How can I compare the result of a function with numbers?

This is my code: def func(×,y) res = x + y return = res print(func(float(input()),float(input())) if func < 10 print(Hello!) this is the error: TypeError: unorderable types: func() < int() Now I understand that I can't compare functions with numbers but I can't understand how to compare the result of the function with numbers. I tried like this: if func(x,y) < 10 print(hello!) but it says that x isn't defined. Can anybody help me with this?
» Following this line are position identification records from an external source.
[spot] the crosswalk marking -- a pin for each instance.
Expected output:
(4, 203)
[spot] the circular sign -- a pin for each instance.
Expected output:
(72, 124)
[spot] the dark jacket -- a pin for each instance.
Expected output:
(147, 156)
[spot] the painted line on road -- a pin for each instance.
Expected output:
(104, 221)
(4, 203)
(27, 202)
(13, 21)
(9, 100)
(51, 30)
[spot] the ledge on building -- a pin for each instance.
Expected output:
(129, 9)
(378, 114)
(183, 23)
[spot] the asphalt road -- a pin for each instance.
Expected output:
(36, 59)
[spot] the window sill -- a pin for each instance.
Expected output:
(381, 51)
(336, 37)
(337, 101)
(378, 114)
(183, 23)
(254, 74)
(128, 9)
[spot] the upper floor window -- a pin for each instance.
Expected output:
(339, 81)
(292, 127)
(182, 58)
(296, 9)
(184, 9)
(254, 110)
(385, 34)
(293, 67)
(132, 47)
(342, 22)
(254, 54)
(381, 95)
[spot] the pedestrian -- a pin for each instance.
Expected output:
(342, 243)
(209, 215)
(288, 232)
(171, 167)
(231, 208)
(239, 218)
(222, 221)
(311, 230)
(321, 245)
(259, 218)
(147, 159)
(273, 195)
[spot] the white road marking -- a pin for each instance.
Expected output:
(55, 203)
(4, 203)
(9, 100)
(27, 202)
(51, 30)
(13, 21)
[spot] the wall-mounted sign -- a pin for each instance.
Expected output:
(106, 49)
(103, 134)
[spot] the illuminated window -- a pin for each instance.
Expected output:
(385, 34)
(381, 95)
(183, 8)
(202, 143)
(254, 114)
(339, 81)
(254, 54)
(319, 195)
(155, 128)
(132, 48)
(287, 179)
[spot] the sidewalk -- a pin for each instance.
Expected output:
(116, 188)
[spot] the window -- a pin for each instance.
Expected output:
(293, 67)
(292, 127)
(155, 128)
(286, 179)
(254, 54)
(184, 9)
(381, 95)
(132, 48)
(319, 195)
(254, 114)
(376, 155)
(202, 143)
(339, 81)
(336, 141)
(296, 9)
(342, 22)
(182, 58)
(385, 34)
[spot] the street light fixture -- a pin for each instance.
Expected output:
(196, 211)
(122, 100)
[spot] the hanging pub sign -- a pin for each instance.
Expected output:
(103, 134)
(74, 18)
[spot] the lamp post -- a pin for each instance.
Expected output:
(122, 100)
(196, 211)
P.S.:I'm sorry for my bad english

python functions function-arguments python3

19th Jun 2017, 10:48 PM

Massimiliano Orsini

4 Answers

+ 3

You have several syntax errors: def func(x, y): # missing colon return x + y if func(float(input()), float(input())) < 10: # missing colon print("Hello!") # Hello! needs to be surrounded with quotes

19th Jun 2017, 11:19 PM

ChaoticDawg

+ 1

Thank you for your help!

19th Jun 2017, 11:31 PM

Massimiliano Orsini

+ 1

Actually, the error is caused by the fact that you are comparing a function NAME with a number instead of a function RESULT. "func" is a function name, of type "function" "func(10,10)" is a function result, of type... whatever you return (in this case, "int"). If you want this to work the way you wrote it, just store the function result in a variable. myresult=func(float(input()),float(input())) print(myresult) if myresult<10: print('Hello!') Also, careful with ":" (it's required after "if" or "def"), and with string values (they should be within quotes - see "Hello!"). As for the error received when calling func(x,y), that is simply because you have no variable named "x". Try calling it with actual numbers: func(10,20)

20th Jun 2017, 7:27 AM

Bogdan Sass